Les fermetures COVID et le défaut de la chose louée : le TF tranche
La fermeture des locaux commerciaux ordonnée par les autorités dans le cadre de la lutte contre l’épidémie de COVID-19 ne constitue pas un défaut de la chose louée justifiant une réduction du loyer (art. 259a CO). La simple mention dans le contrat de l’usage prévu (« restaurant, bar, club ») n’implique aucune garantie de pouvoir exercer effectivement ce type d’activité pendant toute la durée du bail.
Faits
Une société anonyme loue un local commercial à une autre société.
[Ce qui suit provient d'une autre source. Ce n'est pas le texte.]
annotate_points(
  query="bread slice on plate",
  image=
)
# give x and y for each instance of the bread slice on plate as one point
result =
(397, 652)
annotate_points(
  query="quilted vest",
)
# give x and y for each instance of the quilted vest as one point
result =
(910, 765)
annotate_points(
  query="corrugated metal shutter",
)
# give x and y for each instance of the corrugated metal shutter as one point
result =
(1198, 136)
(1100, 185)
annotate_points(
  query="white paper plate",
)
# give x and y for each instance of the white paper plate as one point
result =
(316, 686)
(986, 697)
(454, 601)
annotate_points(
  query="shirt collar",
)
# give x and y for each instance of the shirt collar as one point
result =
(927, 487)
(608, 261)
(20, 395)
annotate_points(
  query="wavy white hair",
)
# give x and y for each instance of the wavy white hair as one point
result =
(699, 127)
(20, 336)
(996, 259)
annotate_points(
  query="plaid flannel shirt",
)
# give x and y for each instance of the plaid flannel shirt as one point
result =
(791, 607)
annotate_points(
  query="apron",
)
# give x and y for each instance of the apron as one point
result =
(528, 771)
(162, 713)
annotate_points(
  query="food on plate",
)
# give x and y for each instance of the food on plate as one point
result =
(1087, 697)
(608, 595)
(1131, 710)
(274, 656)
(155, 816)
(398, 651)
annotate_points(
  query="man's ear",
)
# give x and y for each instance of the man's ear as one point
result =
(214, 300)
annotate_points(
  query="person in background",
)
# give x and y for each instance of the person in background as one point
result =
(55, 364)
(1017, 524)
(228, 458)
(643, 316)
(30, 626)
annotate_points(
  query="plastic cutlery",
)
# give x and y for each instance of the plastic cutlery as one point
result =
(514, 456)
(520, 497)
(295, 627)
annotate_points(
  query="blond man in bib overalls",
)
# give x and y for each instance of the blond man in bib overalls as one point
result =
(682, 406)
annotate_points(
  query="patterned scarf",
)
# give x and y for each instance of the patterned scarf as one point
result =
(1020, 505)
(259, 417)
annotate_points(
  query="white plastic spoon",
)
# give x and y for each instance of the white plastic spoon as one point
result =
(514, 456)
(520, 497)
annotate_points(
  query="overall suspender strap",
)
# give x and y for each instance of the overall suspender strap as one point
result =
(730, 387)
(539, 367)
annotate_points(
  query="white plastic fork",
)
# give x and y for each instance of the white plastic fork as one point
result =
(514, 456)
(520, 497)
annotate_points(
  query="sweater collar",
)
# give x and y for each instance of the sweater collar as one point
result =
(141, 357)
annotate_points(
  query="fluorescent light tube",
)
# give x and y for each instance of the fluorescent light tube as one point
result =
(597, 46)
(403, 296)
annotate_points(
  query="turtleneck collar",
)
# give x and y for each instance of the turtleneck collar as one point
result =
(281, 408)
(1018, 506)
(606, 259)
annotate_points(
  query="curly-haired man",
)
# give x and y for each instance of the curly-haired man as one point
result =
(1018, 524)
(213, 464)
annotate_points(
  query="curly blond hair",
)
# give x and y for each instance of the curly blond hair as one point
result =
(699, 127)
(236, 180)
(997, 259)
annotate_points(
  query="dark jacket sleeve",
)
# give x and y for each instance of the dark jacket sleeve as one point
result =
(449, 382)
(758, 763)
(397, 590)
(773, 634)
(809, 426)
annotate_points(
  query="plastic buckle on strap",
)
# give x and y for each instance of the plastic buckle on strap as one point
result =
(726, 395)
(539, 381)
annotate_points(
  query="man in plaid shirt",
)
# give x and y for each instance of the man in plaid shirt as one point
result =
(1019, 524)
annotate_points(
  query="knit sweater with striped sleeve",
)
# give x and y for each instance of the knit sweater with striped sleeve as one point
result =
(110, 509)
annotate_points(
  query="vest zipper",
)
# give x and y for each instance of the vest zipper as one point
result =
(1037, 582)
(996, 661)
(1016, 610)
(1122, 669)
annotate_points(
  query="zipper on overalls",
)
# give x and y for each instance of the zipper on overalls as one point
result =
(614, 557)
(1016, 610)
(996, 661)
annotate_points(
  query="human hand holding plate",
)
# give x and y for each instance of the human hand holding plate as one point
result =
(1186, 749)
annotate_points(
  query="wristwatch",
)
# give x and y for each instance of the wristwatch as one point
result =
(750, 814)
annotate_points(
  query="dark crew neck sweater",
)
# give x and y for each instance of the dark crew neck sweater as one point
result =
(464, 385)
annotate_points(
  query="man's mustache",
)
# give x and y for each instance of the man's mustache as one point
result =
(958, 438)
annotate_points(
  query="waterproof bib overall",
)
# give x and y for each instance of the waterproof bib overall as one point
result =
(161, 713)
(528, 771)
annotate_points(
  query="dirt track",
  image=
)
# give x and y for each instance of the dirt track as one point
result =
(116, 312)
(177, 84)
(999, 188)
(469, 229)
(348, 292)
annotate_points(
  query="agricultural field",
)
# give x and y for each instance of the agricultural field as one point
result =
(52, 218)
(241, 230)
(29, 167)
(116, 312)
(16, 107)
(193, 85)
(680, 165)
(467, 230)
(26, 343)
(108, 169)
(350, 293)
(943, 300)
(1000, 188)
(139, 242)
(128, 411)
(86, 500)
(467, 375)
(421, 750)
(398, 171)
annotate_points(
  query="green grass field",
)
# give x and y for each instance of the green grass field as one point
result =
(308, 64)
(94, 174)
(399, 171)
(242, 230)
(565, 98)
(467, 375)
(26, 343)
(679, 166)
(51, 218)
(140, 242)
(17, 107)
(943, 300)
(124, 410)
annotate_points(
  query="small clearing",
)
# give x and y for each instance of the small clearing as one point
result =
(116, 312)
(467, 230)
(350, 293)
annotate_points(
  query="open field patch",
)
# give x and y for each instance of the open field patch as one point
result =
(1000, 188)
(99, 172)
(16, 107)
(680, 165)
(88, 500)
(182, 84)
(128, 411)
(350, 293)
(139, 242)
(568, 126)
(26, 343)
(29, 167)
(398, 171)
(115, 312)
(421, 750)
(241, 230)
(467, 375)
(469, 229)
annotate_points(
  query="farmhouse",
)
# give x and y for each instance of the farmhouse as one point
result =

Le bail stipule que le local peut être utilisé comme « restaurant, bar, club ». La locataire y exploite effectivement un club.
À la suite des mesures ordonnées par le Conseil fédéral pour lutter contre l’épidémie de COVID-19, la locataire doit fermer son établissement du 17 mars au 5 juin 2020, puis du 29 octobre 2020 au 25 juin 2021.
Elle demande une réduction du loyer d’au moins 50% pour ces périodes, soit CHF 34’600.55. Les instances cantonales rejettent sa demande. La locataire recourt alors au Tribunal fédéral, qui doit déterminer si la fermeture des locaux commerciaux en raison du COVID-19 constitue un défaut de la chose louée.